Festival Venezia, Everest il kolossal non svetta

Festival Venezia, Everest il kolossal non svetta
di Fabio Ferzetti
3 Minuti di Lettura
Giovedì 3 Settembre 2015, 06:00 - Ultimo aggiornamento: 10 Settembre, 20:46
dal nostro inviato

VENEZIA - Un film che riesce a non sorprendere mai nonostante i crepacci, le valanghe, le bufere, i ponti di corda dondolanti sopra abissi in 3D, e l'inflazionatissima scritta iniziale “da una storia vera”: Everest dell'islandese Baltasar Kormakur. E un altro che invece spiazza, si interrompe, ricomincia, tenendo lo spettatore sulla corda senza mai giocare con i nostri riflessi condizionati come fa il 99 per cento dei thriller in circolazione: Un monstruo de mil cabezas, cioè Un mostro con mille teste, del messicano Rodrigo Plà.



Il primo ha inaugurato la Mostra fuori concorso, dissolvendo i sogni di chi sperava si ripetesse il miracolo di Gravity e Birdman, i grandi film d'apertura degli due ultimi anni. Il secondo invece ha aperto la sezione Orizzonti riportando al Lido il regista de La zona, che proprio qui nel 2007, alle Giornate degli Autori, aveva vinto il Leone del futuro. Creando aspettative altissime in platea, per paradosso, perché se Orizzonti è tutta di questo livello chissà cosa ci aspetta in Concorso...



Il problema in realtà è semplice: ci sono i film che applicano in modo più o meno brillante formule preesistenti e quelli che inventano qualcosa di nuovo. I festival dovrebbero essere fatti per i secondi, che esistono tra i no budget come tra i kolossal. Ma visto che i blockbuster ad alto rischio sono rari e difficili da ottenere, ecco il convenzionalissimo Everest. Un pugno di volti noti e meno noti, tre spedizioni in lizza per arrivare sulla vetta piùalta del mondo, con traffico e ingorghi tra i ghiacciai dell'Himalaya (in realtà molte delle scene più spettacolari sono state girate nella Val Senales, in Trentino), e una vaga critica al consumismo che spinge masse di sportivi della domenica a improvvisarsi scalatori.



LA TRAMA

Ci vorrebbe anche un pizzico di suspense, ma sappiamo già come andrà a finire. E dato che da quando esiste Hollywood a sopravvivere sono (quasi) sempre gli attori più famosi, è difficile appassionarsi a questi avventurieri spinti oltre gli 8000 metri da ragioni molto diverse.

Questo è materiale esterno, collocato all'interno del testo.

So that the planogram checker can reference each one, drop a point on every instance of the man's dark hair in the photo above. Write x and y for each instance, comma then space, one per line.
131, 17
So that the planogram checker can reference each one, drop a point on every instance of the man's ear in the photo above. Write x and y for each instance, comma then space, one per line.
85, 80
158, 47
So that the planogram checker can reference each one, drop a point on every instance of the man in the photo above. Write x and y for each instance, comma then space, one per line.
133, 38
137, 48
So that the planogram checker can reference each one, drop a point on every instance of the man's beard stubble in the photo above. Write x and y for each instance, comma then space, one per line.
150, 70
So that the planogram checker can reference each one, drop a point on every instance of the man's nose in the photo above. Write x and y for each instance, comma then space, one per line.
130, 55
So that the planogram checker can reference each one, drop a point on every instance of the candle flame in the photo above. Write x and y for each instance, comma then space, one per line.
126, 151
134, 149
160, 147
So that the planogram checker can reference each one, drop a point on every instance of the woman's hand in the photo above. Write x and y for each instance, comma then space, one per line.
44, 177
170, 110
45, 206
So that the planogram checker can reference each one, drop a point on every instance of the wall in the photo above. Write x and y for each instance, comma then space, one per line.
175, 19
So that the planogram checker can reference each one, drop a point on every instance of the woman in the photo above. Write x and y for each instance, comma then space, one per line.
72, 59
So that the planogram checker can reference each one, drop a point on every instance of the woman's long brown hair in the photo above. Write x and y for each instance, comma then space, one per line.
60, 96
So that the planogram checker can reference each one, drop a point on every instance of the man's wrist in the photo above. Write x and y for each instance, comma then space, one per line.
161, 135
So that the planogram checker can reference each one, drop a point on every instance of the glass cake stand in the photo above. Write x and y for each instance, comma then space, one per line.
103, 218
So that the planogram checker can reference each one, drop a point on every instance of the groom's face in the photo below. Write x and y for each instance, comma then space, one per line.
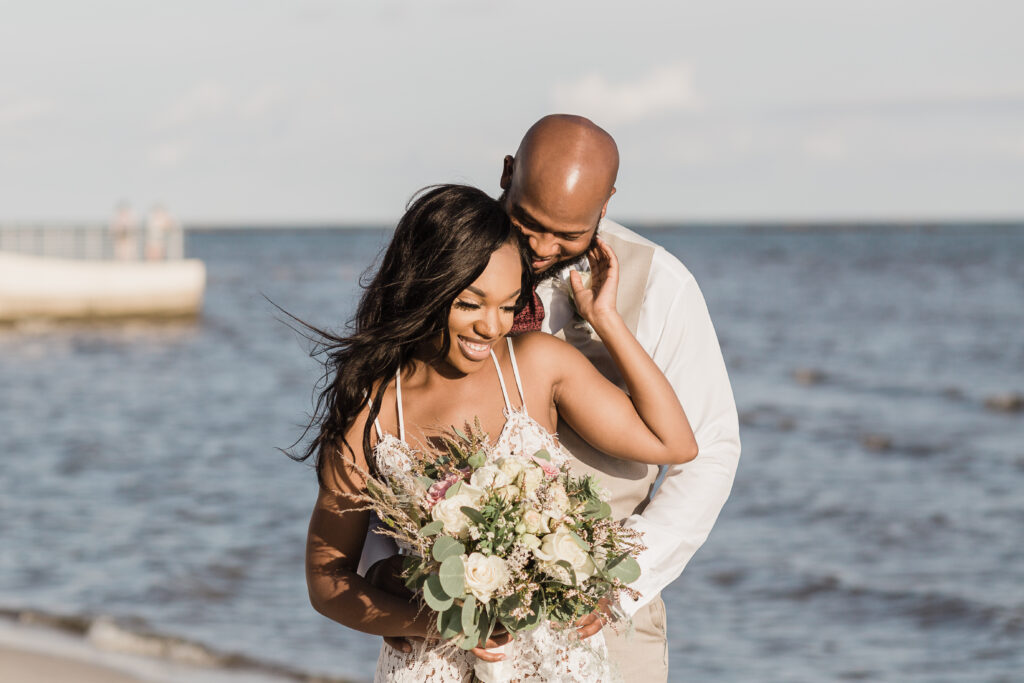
553, 236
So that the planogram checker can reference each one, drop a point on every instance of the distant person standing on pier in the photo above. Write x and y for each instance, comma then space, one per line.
159, 225
124, 230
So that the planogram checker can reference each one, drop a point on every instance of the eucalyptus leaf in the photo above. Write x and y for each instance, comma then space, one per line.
626, 570
445, 547
450, 622
453, 577
470, 620
431, 528
473, 514
453, 489
568, 567
434, 594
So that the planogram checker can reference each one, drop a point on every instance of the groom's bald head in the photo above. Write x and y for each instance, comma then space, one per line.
558, 184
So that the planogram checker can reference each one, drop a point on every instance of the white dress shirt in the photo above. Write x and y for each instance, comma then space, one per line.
676, 330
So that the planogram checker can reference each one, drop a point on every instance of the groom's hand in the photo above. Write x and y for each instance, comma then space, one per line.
402, 644
498, 638
589, 625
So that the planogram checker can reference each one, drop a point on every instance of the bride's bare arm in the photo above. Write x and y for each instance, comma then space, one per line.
649, 424
334, 544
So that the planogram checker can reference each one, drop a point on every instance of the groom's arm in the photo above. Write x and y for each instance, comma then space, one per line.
676, 329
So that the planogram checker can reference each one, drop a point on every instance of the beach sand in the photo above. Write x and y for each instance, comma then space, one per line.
30, 667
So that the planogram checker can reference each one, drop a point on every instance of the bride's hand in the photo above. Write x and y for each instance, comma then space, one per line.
498, 638
589, 625
597, 301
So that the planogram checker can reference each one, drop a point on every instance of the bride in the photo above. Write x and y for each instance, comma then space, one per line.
429, 350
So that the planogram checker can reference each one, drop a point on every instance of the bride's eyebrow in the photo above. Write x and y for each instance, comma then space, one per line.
481, 293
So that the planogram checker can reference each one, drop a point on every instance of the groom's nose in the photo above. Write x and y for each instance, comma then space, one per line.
544, 245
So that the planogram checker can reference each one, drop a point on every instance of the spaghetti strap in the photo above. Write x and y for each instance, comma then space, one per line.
518, 380
377, 422
505, 393
401, 420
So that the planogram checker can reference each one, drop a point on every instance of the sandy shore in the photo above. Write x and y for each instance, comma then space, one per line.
29, 667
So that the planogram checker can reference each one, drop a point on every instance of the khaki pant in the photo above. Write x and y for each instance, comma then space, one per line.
640, 653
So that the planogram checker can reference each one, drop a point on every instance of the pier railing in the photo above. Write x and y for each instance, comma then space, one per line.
94, 242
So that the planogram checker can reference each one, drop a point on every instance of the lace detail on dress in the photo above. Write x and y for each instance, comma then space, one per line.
544, 654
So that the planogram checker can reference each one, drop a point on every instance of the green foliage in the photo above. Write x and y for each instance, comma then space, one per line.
431, 528
626, 569
453, 489
434, 595
453, 575
450, 622
473, 514
445, 547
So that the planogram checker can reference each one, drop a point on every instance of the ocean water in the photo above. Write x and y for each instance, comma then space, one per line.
875, 529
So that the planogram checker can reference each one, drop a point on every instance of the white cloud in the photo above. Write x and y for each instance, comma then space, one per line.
824, 146
167, 154
22, 111
660, 91
260, 101
204, 101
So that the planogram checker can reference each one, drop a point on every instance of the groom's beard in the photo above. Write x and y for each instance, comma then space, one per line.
557, 266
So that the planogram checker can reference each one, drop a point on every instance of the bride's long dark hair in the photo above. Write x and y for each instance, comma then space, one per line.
441, 245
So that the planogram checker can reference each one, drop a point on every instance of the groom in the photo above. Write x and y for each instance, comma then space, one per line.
556, 191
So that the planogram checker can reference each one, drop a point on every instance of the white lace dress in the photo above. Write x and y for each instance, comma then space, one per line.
542, 654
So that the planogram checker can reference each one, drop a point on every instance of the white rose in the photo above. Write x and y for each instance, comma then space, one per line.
561, 546
530, 541
536, 522
449, 512
558, 502
488, 476
509, 493
511, 467
484, 574
532, 475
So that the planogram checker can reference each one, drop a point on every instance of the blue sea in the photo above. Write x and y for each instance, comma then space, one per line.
875, 531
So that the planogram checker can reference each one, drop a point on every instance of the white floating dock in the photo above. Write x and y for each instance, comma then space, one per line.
57, 288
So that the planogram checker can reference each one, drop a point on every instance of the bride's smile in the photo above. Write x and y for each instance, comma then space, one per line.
482, 313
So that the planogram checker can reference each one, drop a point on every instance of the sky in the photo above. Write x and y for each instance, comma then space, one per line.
335, 112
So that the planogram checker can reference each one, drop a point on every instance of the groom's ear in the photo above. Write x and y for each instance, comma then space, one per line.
507, 171
604, 209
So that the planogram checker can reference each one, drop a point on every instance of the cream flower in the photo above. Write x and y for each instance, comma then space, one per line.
512, 467
532, 476
484, 574
536, 522
489, 476
558, 502
560, 546
509, 493
449, 512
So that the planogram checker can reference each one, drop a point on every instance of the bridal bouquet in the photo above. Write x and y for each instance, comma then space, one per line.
511, 540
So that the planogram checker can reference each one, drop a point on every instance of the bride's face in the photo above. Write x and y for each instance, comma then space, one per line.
482, 313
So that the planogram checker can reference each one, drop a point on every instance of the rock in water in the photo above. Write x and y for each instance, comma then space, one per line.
1006, 402
808, 376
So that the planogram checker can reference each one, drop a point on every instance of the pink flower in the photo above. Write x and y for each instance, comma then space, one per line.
437, 489
548, 468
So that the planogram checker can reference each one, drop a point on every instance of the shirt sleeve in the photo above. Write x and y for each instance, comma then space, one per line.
676, 330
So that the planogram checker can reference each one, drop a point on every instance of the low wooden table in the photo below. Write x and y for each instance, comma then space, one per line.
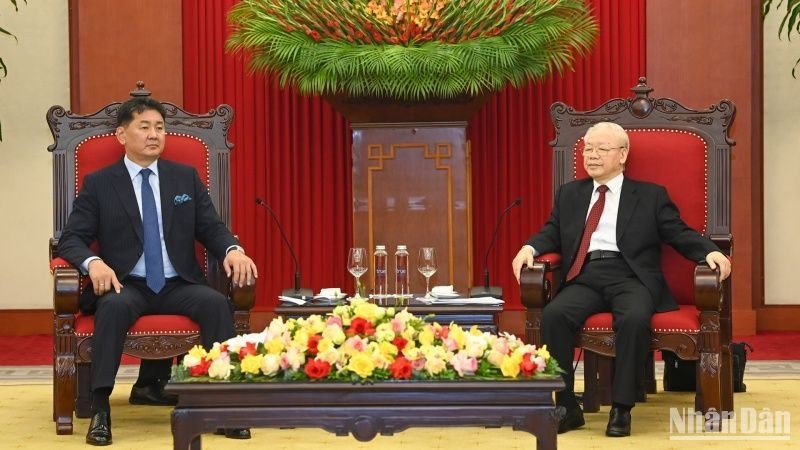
486, 317
364, 409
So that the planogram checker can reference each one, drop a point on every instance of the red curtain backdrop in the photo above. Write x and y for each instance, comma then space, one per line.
294, 151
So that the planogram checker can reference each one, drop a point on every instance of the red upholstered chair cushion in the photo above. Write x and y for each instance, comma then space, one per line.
103, 150
678, 161
685, 319
166, 324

Ci sono le guide Jason Clarke e Jake Gyllenhaal, la mogliettina incinta e lontana (Keira Knightley), il texano testa calda (Josh Brolin), il divorziato che vuole far colpo sui suoi bambini, il reporter-alpinista che a quelle imprese dedicherà uno dei suoi libri più famosi (Aria sottile, di Jon Krakauer, autore anche del reportage che ispirò Into the Wild di Sean Penn, ma qui siamo in un'altra galassia). Tutto vero ma trattato in modo così scontato che restano in mente solo i dettagli. Come il prezzo delle spedizioni (nel '96 conquistare l'Everest costava 65.000 dollari). O l'utilità dei bibitoni energetici fosforescenti, preziosissimi se vi perdete tra i ghiacci a 8000 metri e dovete segnalare la pista d'atterraggio a un elicottero.



Per fortuna subito dopo c'era il messicano, che racconta senza un attimo di cedimento la guerra personale di una cittadina come tante contro i mostri senza volto che ci rubano l'anima, i quattrini e la salute. Sonia ha un marito col cancro, un figlio adolescente, un dottore che non la riceve e si fa negare perfino quando va a cercarlo nella grande società di assicurazioni per cui lavora. Perché gli negano una certa terapia? E perché nessuno vuole parlarle? Potrebbe essere un thriller sociale come tanti, con la moglie esasperata che decide di farsi ascoltare sequestrando il medico e poi i dirigenti della società.



PUNTI DI VISTA

Ma Rodrigo Plà spezzetta l'azione, torna indietro, cambia punto di vista, inserisce voci fuori campo che commentano tutto dopo, dal tribunale, e ogni volta cambia tono, emozione, registro. Fino a rendere tutto così sfaccettato e complesso che il film dura appena 75 minuti ma sembrano il doppio. Miracoli del buon cinema, regista e attori hanno passato tre mesi insieme a provare prima di girare «per creare vincoli familiari e professionali fra i personaggi», dice Plà. Ma anche della collaborazione con l'autrice del romanzo da cui è nato il film, Laura Santullo. Una sintonia così perfetta che nella vita regista e scrittrice sono marito e moglie.